Pitchers and catchers will be reporting to Spring Training in about three weeks but a slow offseason means there are still plenty of free agents out there. MLBTR already took a look at the center fielders and catchers still available and will now take a look at some notable shortstops.
- Tim Anderson: It’s no secret that last year was a disaster for Anderson, a stunning drop-off from his previous performance. From 2019 to 2022, he hit .318/.347/.473 for a wRC+ of 123. Last year, his line was just .245/.286/.296. His wRC+ of 60 was the lowest of all qualified hitters in the league. His defense also seemed to take a step back. Despite that rough year, his prior track record and a weak free agent class should get him a chance somewhere. Optimists could perhaps point to an April knee injury as the culprit for 2023, with better health perhaps leading to better results. Anderson has expressed a willingness to move to other positions going forward, but the lack of better alternatives should work in his favor.

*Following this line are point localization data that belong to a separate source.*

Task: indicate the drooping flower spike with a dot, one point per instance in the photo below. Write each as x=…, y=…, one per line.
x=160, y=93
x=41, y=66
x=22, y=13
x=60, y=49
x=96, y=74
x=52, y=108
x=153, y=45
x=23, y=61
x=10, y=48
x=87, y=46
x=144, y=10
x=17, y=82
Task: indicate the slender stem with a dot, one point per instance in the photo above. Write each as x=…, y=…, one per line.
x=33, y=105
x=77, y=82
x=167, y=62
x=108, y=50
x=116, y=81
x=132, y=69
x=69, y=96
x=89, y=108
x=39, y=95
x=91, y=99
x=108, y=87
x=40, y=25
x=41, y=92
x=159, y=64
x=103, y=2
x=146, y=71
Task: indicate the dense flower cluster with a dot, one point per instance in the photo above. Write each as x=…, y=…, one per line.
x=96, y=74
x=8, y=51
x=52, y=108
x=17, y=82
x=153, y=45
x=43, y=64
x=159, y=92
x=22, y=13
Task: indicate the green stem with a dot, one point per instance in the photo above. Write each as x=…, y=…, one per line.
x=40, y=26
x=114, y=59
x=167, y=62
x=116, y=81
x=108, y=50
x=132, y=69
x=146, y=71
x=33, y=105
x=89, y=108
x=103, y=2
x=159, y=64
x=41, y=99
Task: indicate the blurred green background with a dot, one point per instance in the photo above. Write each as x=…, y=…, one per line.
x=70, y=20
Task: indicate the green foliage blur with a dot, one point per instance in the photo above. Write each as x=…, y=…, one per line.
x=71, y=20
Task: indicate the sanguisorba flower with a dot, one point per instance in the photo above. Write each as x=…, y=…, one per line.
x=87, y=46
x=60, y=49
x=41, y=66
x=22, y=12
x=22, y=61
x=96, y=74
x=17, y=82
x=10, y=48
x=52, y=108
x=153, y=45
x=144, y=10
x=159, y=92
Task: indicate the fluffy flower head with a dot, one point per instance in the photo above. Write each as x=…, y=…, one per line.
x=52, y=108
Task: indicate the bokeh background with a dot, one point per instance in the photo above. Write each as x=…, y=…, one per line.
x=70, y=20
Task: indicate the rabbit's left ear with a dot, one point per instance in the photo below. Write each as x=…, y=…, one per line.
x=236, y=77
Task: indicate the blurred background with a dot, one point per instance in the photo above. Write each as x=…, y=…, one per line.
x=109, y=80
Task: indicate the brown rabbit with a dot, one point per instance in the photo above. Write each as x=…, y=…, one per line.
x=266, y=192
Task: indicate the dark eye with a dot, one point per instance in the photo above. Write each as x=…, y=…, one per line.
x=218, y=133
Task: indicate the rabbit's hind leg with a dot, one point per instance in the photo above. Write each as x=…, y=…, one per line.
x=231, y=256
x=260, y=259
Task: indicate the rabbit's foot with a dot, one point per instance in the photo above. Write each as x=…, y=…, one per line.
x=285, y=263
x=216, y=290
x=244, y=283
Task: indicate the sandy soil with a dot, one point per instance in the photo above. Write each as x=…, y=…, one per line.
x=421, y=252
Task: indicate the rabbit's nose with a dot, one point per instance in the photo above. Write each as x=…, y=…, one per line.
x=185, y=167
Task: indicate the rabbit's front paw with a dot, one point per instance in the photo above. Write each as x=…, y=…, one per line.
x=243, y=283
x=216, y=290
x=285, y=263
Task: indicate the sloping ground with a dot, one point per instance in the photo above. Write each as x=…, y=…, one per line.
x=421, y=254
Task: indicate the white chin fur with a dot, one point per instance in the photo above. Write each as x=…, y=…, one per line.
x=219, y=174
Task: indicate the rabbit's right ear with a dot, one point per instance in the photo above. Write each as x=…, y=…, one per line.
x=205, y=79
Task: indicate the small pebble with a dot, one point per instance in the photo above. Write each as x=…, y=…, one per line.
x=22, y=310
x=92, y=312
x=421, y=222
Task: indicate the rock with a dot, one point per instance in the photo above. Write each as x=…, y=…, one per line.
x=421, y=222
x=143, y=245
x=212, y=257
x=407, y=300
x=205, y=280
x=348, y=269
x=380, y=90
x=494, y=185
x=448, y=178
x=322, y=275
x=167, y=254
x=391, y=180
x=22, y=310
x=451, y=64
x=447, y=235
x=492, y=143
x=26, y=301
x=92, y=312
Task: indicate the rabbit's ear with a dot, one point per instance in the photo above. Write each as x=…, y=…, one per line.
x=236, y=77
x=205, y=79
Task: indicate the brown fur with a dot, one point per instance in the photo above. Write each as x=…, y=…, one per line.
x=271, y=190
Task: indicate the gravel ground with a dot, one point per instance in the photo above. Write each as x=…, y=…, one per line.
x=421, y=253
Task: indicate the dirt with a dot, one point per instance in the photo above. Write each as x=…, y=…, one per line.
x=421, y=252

- Amed Rosario: Like Anderson, Rosario also experienced a big drop-off in 2023, though not quite as precipitous. He hit .282/.315/.412 from 2019 to 2022, leading to a wRC+ of 101. The reviews on his glovework were mixed. Last year, he hit just .263/.305/.378 between the Guardians and Dodgers, leading to an 88 wRC+. The latter club, after acquiring him in a trade, had him spend more time at second base than at short. It’s unclear whether clubs around the league will consider him a proper shortstop or more of a second baseman that could play there in a pinch. The offense has been uneven but he’s always had good numbers with the platoon advantage, even in his poor 2023 campaign. The righty hitter slashed .282/.326/.442 against southpaws last year for a 112 wRC+.
- Gio Urshela: Going back to his 2019 breakout with the Yankees, Urshela has hit .291/.335/.452 for a wRC+ of 115. He’s also considered a strong defender at third base but has only had brief glimpses at short. While he’s had over 4,600 innings at the hot corner, he’s tallied just 359 at the six hole. His numbers there haven’t been especially strong either. He’s also coming off a season that was ended by a pelvic fracture suffered in June. He may be the most reliable bat in this bunch but he’s probably not considered an everyday shortstop. Then again, the dearth of attractive options may tempt some club to give it a shot.

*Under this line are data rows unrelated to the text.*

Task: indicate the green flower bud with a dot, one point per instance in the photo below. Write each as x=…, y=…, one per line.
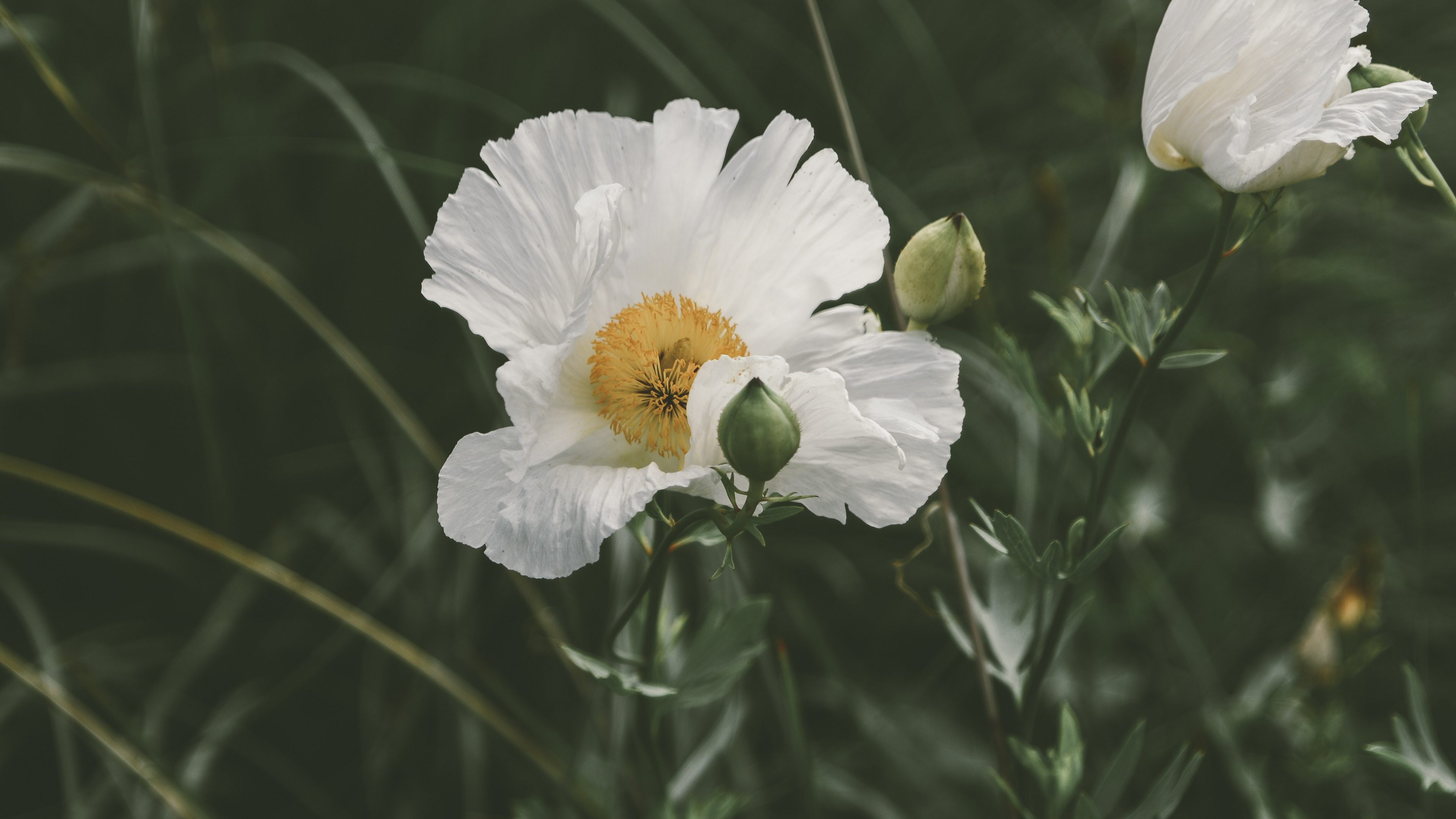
x=758, y=432
x=940, y=271
x=1376, y=75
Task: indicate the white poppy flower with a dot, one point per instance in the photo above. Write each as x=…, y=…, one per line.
x=1256, y=91
x=635, y=283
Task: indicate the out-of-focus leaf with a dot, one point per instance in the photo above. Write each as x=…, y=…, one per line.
x=1190, y=359
x=1417, y=753
x=622, y=682
x=720, y=653
x=1120, y=772
x=1097, y=557
x=777, y=513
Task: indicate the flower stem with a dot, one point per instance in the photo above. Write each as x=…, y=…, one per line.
x=1423, y=159
x=969, y=601
x=1103, y=479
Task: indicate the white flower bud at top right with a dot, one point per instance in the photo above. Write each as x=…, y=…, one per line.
x=1256, y=91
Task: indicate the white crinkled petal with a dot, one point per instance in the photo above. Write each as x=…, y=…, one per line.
x=1197, y=41
x=844, y=458
x=474, y=483
x=1279, y=116
x=774, y=244
x=503, y=250
x=552, y=521
x=902, y=381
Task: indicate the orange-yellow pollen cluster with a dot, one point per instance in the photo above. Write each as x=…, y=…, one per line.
x=644, y=363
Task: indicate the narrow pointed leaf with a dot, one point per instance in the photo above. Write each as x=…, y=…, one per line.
x=1190, y=359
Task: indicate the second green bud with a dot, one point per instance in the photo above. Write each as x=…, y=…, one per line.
x=940, y=271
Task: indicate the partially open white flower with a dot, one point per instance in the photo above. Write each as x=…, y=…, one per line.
x=637, y=285
x=1256, y=91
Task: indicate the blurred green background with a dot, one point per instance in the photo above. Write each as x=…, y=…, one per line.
x=135, y=356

- Elvis Andrus: The ceiling may not be too exciting with Andrus, but he has more reliability than the names ahead of him on this list. He played 112 games for the White Sox last year, missing a few weeks due to an oblique strain but otherwise staying healthy. He’s only had one full season in his career where he didn’t top that mark, getting to just 97 games in 2018. His .251/.304/.358 batting line translated to a wRC+ of just 81, not far below his career production, but he stole 12 bases and was still considered good in the field. His 1.1 fWAR on the year was easily the highest of anyone else in this post and he’s never been lower than that in a full season. Due to the aforementioned players dealing with rough years and injuries, none of these other guys even got to 0.5 fWAR.
- Adalberto Mondesí: The flip side to Andrus, Mondesí is not reliable at all but comes with a more enticing ceiling. Health has been a constant issue with him, as his 2019 season was the only time he got into more than 75 games, suiting up for 102 contests that year. Most recently, he suffered a torn ACL in April of 2022 and hasn’t appeared in a game since. But he had a strong run with the Royals from 2018 to 2021 when he was able to take the field. He hit 35 home runs in 1,103 plate appearances, though a 4.3% walk rate kept his on-base percentage low. His .261/.293/.445 batting line translated to a wRC+ of 92 but he paired that with strong defense and 114 stolen bases in 271 games. He produced 7.4 fWAR in that time, not even two full seasons’ worth of contests. The health issues will give clubs plenty of pause but he’s still just 28 years old and is almost two years removed from his ACL surgery at this point.